De acordo com o levantamento da revista  revista Auto Express em parceria com a rede IAM RoadSmart, dois terços dos motoristas ouvem música enquanto estão ao volante.

Os dados coletados pela pesquisa mostram que o volume alto é um dos maiores vilões, seja ouvindo música clássica ou heavy metal. Os testes foram realizados com pilotos de Fórmula 2, Fórmula 3 e Gran Turismo, em simuladores ultra realistas. Os simuladores têm a capacidade de coletar dados das habilidades e da concentração dos pilotos.
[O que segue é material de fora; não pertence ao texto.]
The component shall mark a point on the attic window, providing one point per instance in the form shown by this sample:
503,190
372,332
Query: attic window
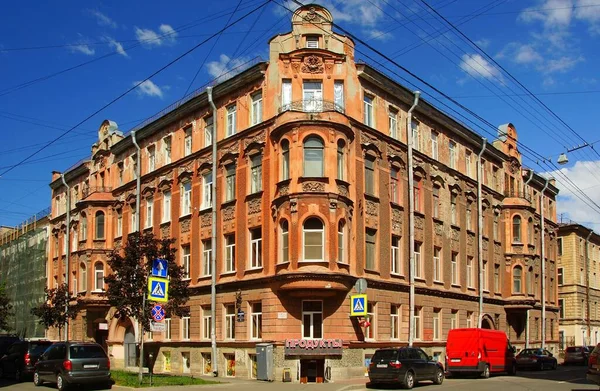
312,42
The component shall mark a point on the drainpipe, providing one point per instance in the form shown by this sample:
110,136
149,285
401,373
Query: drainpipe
587,285
411,221
138,185
543,265
68,249
480,229
527,310
213,240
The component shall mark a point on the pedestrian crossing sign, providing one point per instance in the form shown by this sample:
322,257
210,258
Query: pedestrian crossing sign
158,289
358,305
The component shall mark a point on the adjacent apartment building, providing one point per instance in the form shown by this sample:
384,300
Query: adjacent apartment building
578,285
312,194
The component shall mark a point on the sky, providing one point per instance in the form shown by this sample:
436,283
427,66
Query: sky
533,63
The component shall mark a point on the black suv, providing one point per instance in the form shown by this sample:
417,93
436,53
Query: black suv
404,366
20,359
66,363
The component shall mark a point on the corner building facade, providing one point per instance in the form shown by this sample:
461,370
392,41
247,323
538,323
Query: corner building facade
312,194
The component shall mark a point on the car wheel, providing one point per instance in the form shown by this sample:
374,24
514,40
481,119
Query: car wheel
439,377
486,372
37,381
61,384
409,380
Dentro do simulador, os pilotos enfrentaram a Red Bull Ring, o Grand Prix Australia, em um Porsche clássico. Partindo da linha de largada, as três primeiras curvas eram feitas no maior tempo possível. Depois da curva três, a zona de velocidade era limitada a 80km/h em duas curvas.

Após os testes, os pilotos tentaram refazer os testes ouvindo Slipknot. Os resultados mostraram que os pilotos fizeram a volta 14 segundos mais lentos, embora tenham pisado fundo nos trechos em que a velocidade era limitada.

Música pode fazer parte de ritual e acalmar em momentos de estresse

Depois de algumas voltas em silêncio, os pilotos dirigiram ao som de Bach, uma música tranquila. No relato, os motoristas apontaram que diferentemente do outro estilo, nessa eles foram embalados por uma sensação de calma.

O tempo da volta caiu 12 segundos com os primeiros testes, mas as entradas nas curvas e as acelerações eram mais suaves. Além disso, os motoristas não perceberam que as velocidades ficaram abaixo de 60km/h nas zonas de limitação.

O gerente de Educação no Trânsito da Secretaria De Municipal de Mobilidade (SMM) Horário Ferreira aponta que determinados tipos de música podem levar o motorista a comportamentos mais agressivos no trânsito. “A ciência é bem clara ao dizer que os sons influenciam o emocional e que a depender do que está tocando, da altura e da do contexto que o motorista está, ele pode projetar esse sentimento para fora do carro”.

O funcionamento não é apenas para deixar mais agitado, relata. “Uma música calma pode te ajudar com o estresse de um engarrafamento, mas em uma estrada pode te provocar um estado de relaxamento maior, o que pode tirar o foco em algumas situações”, avalia.

Para a neurologista pós-graduada em psiquiatria, Lorena Bochenek, a relação sons e pilotagem pode ser positiva. “A música ou sons podem fazer parte de um ritual na hora de pilotar ou fazer outras atividades que demandam atenção”, comenta.

Ela reforça, no entanto, que “o cérebro não tem afinidade com várias atenções” e que é preciso atenção aos diversos estímulos que recebemos no trânsito. “Através de todos os nossos sentidos, nosso cérebro faz conexões que liberam neurônios.